Rust release built web executable when run standalone supports less number of requests

hi there,

I am fairly new to Rust and just started creating some Rust actix-web apps to compare with the Java Spring Boot app. My test is a CRUD operation against a Cassandra database.

At the moment, I am testing both apps locally on my Macbook Pro. For Spring boot app, it runs with the command "Java -jar the-java-app.jar". It can take 1000+ virtual users with no problem.

For the Rust app, I found something which is only unique to Rust. if I use cargo run to start the application, it works as expected, It will take 1000+ virtual users, and the performance is slightly better than Spring Boot, which is expected.

However, if I directly run the executable under the target/release folder to start the app, then the Rust app only can take about 200 virtual users.

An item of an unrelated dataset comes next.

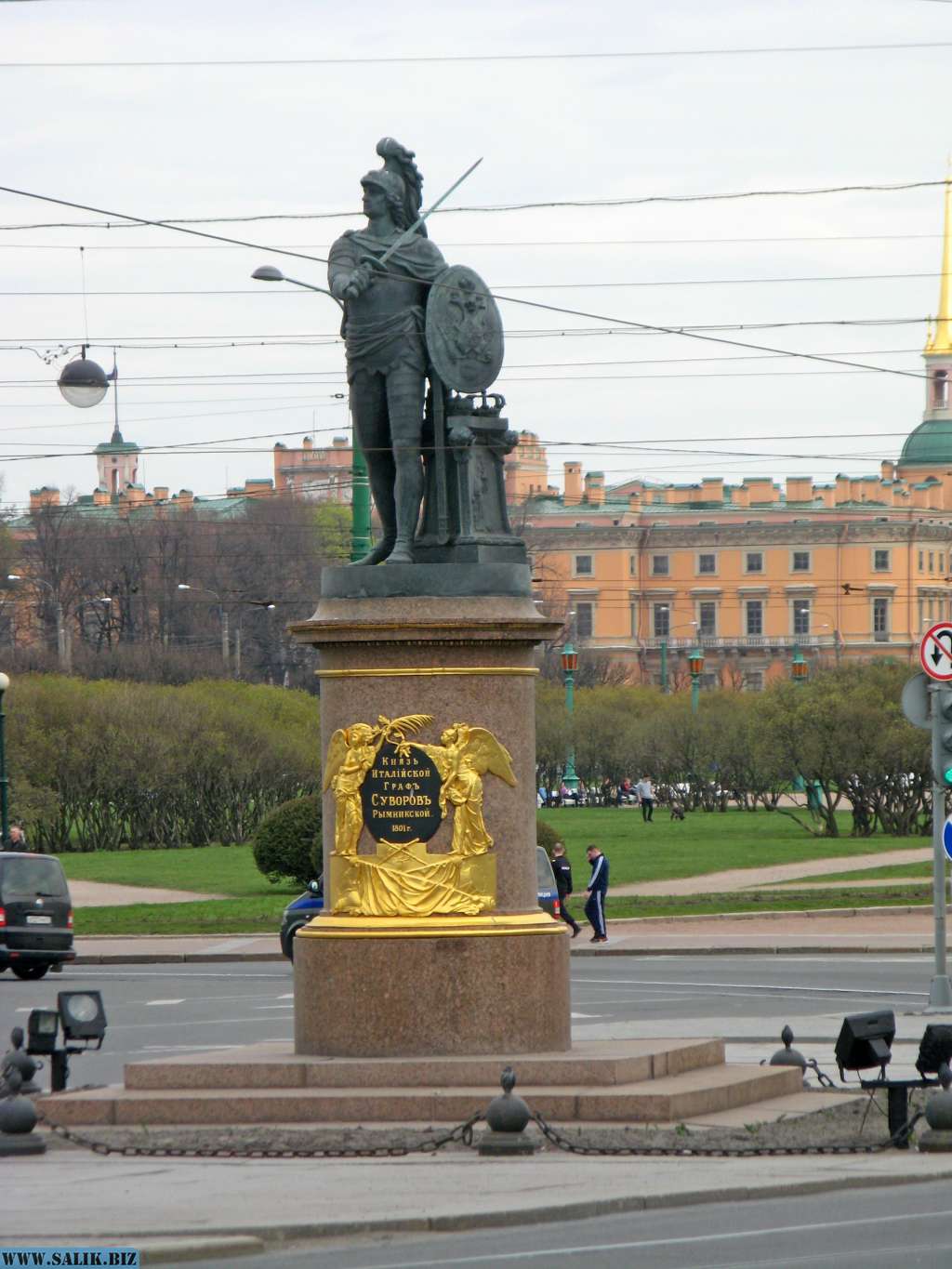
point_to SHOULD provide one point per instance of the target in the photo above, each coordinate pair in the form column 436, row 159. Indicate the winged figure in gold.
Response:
column 462, row 758
column 350, row 754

If I add more load, it'll start throwing the "connection reset by peer" error. I tried "cargo build --release" and with or without "--target x86_64-apple-darwin", the result is the same.

The reason this is a concern is that when I deploy the Rust app, I will start the Rust app with just the executable as many online posts suggested. A sample dockerfile is as the following:

FROM rust:1.63.0 as builder
WORKDIR /app
...
RUN cargo build --release --target x86_64-unknown-linux-gnu
FROM debian:bullseye-slim
COPY --from=builder /app/.../release/rustapp /usr/local/bin/rustapp
CMD ["rustapp"]

So, I have a few questions,
Will this container also have the limitation that I have observed from my local laptop? Is this a concern for running this in a container on Kubernetes? if so, what is the configuration to fix the issue?
Am I missing something on my local settings to run Rust standalone app? Is there a way to let the Rust app utilize more resources to support more loads like "cargo run" can do?

Thanks,

Which throws the error? Your web server or the application you're using to test?

the web server.

That's an indication the problem lies with the test application.

I wonder if this is caused by macos firewall rules.

I seem to recall getting a prompt to "Accept incoming connections for cargo?" when using cargo run... not entirely sure.
But this wouldn't explain why it accepts 200 connections, then cancels the remaining exception.

Thinking it might be macos handling the "constantly changing executable" in the build dir differently from the "cargo" parent executable of the working cargo run method.

Might be worth a try inside docker, to see how macos handles that?

danjl1100, yes, I just did a test to run it on my local docker as a ubuntu 20.04 container, and no 200 vu limitation there, and no problem supporting the higher load. I also deployed to a kubernetes cloud and no problem there either.

so the issue is only with the standalone compiled executable. it is acceptable as long as running in the container doesn't have the same limitation.